Big data sets are increasingly central to the field of statistics, and touch on all three themes. Quality research with big data requires adopting basic lab skills of data management and analysis. Big data is rarely amenable to pre-packaged analysis; researchers need to learn how to derive models and methods for big data sets paying attention to their complicated structure. Getting things done in a timely manner and in a reproducible way demands that researchers develop advanced skills for algorithms to efficiently implement data analysis methods. Big data encompasses several important research areas:
- Very large datasets, from gigabytes to terabytes to petabytes and even exabytes. Issues include storage, retrieval, reuse, compression, and harvesting from high volume data.
- Very large simulations, with millions or billions of repetitions of complicated algorithms. These studies often involve double re-sampling of data to study properties. Some studies can be easily parallelized, while others involve complicated dependencies over multiple iterations.
- Interconnectivity of multiple datasets across the internet, many actively updated by user groups. Access tools have varying degrees of open-source and standardization, making connectivity challenging.

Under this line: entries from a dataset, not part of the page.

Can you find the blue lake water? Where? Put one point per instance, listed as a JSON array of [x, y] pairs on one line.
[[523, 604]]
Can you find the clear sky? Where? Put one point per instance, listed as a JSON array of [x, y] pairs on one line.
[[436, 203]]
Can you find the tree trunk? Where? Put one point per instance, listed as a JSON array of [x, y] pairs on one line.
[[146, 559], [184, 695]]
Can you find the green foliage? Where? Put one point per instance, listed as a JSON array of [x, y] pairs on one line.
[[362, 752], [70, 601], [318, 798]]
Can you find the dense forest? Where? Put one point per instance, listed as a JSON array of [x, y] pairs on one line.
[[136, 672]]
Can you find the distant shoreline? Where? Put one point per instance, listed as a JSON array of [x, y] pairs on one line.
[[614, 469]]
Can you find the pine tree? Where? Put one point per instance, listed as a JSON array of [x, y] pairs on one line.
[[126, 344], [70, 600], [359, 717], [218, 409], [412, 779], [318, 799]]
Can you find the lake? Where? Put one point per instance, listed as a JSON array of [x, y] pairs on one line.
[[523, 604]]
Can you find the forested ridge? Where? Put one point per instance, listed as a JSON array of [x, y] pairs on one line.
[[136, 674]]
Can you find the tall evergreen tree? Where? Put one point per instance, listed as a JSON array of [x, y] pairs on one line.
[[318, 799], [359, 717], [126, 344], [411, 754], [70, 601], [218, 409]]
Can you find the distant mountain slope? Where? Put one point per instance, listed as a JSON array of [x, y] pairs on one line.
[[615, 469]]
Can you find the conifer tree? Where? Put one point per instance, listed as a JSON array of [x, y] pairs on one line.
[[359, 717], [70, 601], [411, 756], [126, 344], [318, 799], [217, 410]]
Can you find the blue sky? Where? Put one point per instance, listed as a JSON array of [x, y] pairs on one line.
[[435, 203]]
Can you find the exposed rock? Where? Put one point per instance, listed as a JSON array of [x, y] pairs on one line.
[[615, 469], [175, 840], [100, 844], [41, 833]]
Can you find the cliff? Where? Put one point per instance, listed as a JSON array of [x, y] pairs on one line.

- Pipelines or workflows that allow somewhat standardized analyses to be conducted through a series of steps. These range from R (or Matlab) packages to online tools.

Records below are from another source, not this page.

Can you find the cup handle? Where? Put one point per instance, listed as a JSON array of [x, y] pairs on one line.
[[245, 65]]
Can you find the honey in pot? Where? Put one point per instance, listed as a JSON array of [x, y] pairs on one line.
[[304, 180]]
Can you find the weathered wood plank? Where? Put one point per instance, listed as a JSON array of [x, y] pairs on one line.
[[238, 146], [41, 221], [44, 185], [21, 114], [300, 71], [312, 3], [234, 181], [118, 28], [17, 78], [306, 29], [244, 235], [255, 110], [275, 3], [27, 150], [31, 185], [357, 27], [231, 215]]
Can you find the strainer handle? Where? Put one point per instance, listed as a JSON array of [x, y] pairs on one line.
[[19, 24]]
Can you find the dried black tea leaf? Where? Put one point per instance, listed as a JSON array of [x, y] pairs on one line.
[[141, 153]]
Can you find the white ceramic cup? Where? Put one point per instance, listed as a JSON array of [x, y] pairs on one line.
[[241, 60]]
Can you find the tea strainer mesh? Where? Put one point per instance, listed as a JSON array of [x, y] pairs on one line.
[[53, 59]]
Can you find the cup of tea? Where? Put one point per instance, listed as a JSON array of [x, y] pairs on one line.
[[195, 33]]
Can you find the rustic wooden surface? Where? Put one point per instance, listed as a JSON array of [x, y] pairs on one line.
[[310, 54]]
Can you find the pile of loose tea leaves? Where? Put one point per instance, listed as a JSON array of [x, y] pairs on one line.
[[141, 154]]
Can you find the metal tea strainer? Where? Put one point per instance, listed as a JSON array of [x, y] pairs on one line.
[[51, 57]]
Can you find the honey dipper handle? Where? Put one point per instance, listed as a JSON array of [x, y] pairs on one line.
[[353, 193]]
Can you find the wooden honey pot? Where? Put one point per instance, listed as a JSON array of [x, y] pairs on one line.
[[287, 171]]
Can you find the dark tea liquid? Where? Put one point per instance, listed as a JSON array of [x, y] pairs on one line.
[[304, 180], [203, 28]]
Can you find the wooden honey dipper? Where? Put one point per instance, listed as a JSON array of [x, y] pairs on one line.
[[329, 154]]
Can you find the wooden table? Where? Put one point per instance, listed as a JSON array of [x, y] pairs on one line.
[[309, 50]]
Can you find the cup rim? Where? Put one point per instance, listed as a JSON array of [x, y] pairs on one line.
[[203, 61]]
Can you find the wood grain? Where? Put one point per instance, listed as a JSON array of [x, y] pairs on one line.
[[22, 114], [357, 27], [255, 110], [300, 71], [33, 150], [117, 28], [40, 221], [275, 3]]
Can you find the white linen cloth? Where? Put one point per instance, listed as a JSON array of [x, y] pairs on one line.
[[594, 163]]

- Large software package management. Software is in fact another form of data. Composed of many interconnecting pieces, it requires careful management to remain current and useful.

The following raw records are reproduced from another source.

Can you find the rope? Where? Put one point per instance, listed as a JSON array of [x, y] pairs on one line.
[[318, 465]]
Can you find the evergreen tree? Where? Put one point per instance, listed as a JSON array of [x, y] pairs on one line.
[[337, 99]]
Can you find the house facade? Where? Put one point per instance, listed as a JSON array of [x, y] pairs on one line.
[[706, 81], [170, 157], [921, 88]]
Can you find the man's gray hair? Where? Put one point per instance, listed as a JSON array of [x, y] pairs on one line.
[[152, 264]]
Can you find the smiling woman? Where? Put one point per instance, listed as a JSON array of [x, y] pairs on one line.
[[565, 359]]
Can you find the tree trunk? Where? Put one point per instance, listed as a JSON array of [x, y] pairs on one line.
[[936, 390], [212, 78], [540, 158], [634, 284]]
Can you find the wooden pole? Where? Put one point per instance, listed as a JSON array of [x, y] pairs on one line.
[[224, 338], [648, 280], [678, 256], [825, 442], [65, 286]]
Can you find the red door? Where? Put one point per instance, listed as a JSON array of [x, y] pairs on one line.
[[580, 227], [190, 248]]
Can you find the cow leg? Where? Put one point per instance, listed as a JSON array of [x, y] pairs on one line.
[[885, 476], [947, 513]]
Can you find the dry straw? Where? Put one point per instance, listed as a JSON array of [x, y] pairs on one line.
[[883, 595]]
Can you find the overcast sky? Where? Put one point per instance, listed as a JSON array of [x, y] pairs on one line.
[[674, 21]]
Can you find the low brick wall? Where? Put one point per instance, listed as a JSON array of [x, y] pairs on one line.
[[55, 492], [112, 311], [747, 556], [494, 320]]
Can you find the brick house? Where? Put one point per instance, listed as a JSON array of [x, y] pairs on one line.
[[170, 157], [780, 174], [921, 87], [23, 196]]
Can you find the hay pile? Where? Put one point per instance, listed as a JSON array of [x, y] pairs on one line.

- Visualization of big data. This includes static images and dynamic “Google map” tools that allow users to drill down or up at will.
Big data requires large compute engines and efficient data storage and retrieval. High throughput (HT) problems parallelize into many small, independent pieces on many processors using Condor and the Open Science Grid. High-performance (HP) problems have complicated dependencies requiring tight coupling of fast processors. Many statistical models now involve highly articulated, hierarchical data structures with widely disparate data forms and Monte Carlo re-sampling methods, having a blend of HT and HP computing needs. Some studies require extensive simulations but very little data, while other data-driven studies draw in complicated ways on highly structured big data. The latter need particular attention to rapid data access, ideally through a sophisticated data management system (Netezza, Oracle) for raw data, processed data, metadata and software algorithms.
Big data research teams need new levels of technical assistance, involving intense collaboration between faculty and staff on how best to use computing resources to ensure long-term access to and reliability of data and algorithms. With access comes the need to address data security issues, in terms of privacy, confidentiality, protection of unpublished data, etc. All these considerations require attention to best practices of data integrity and reproducibility of research.
Today, we translate methods into accessible data tools, particularly for visualization in the context of analytical models. While statisticians see a wide range of big data problems as “users” of large compute engines and databases, they are increasingly driving the development of new methods that stretch the needs and capabilities of these technologies. Statisticians can anticipate problems and gaps in current technology because they work closely with researchers across multiple disciplines. Hence, statisticians can lead the directions for technology innovation. It behooves the University of Wisconsin-Madison to include the Statistics Department early in the conversations about big data, and to make sure this department has the resources to contribute well to the pressing problems.